Germany’s reputation for political stability was seriously shaken in early February as elections in the region of Thuringia resulted in the resignation of Chancellor Angela Merkel’s chosen successor, Annegret Kramp-Karrenbauer, as leader of the ruling Christian Democratic Union (CDU). Following the close result, the CDU voted with the far-right Alternative for Deutschland (AfD) to install a candidate from the centrist Free Democrats as premier. This broke the CDU prohibition on voting with the AfD and provoked uproar amongst many party members.
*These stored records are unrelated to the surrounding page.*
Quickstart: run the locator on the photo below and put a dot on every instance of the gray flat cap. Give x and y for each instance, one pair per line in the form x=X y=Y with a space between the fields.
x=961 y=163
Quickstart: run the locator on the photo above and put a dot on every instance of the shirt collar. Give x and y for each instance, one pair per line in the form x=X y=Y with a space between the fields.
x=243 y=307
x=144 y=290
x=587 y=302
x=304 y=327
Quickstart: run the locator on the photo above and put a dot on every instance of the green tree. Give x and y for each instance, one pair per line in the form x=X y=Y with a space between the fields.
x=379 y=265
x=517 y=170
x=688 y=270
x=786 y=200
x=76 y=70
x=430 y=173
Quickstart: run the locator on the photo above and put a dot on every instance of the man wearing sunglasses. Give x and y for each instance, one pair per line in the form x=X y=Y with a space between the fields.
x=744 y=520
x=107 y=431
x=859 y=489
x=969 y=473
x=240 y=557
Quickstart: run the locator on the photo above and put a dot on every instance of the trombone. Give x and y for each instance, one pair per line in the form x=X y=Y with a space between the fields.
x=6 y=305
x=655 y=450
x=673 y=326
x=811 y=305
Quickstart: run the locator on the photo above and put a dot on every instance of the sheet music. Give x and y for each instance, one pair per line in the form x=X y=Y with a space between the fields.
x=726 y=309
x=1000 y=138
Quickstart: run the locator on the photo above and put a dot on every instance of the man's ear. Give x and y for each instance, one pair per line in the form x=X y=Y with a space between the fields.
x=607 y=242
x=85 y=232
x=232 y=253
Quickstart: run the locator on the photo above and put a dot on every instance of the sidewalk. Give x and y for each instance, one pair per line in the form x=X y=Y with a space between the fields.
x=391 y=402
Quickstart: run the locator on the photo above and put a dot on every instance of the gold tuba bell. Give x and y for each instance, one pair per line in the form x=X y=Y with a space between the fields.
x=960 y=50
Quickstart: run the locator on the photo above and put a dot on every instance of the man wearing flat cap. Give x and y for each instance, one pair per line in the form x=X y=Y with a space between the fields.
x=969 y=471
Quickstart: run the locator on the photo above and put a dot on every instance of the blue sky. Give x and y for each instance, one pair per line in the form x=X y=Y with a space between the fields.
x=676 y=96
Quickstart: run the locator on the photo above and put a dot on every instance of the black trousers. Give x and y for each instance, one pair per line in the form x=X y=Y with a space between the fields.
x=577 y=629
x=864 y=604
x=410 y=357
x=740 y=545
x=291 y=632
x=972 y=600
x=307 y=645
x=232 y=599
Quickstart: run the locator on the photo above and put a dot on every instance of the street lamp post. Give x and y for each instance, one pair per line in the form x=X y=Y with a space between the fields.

Although she announced her decision to stand down in 2018, Ms Merkel scheduled her retirement for 2021, casting herself as a bulwark against a fractious global environment, populism and ongoing challenges to the EU. However, the CDU now faces the prospect of her imminent departure without an obvious and vetted successor, just as a new EU-US trade war looms and Brexit negotiations enter their most critical phase. Many in her own party point the finger at the chancellor for lingering to embark on a global farewell tour, leaving her party and hamstrung successor to deal with increasing domestic turmoil. Apart from the AfD on its right flank, the CDU faces a surging opponent on the left in the Green Party, which some opinion polls have in first position.
The slate of candidates for the party leadership exposes long contained internal fractures over whether the party should maintain the chancellor’s centrist policies, or tack to the right in order to win back votes from the far-right. Having been in office since 2005, Ms Merkel saw Germany through the global financial crisis, the conflicts in Afghanistan and Ukraine, the EU enlargement round of 2007 and the beginnings of Brexit, but her attempts to secure a smooth transition appear to be failing at perhaps the most critical juncture of her career.
[Ms Merkel's] attempts to secure a smooth transition appear to be failing at perhaps the most critical juncture of her career.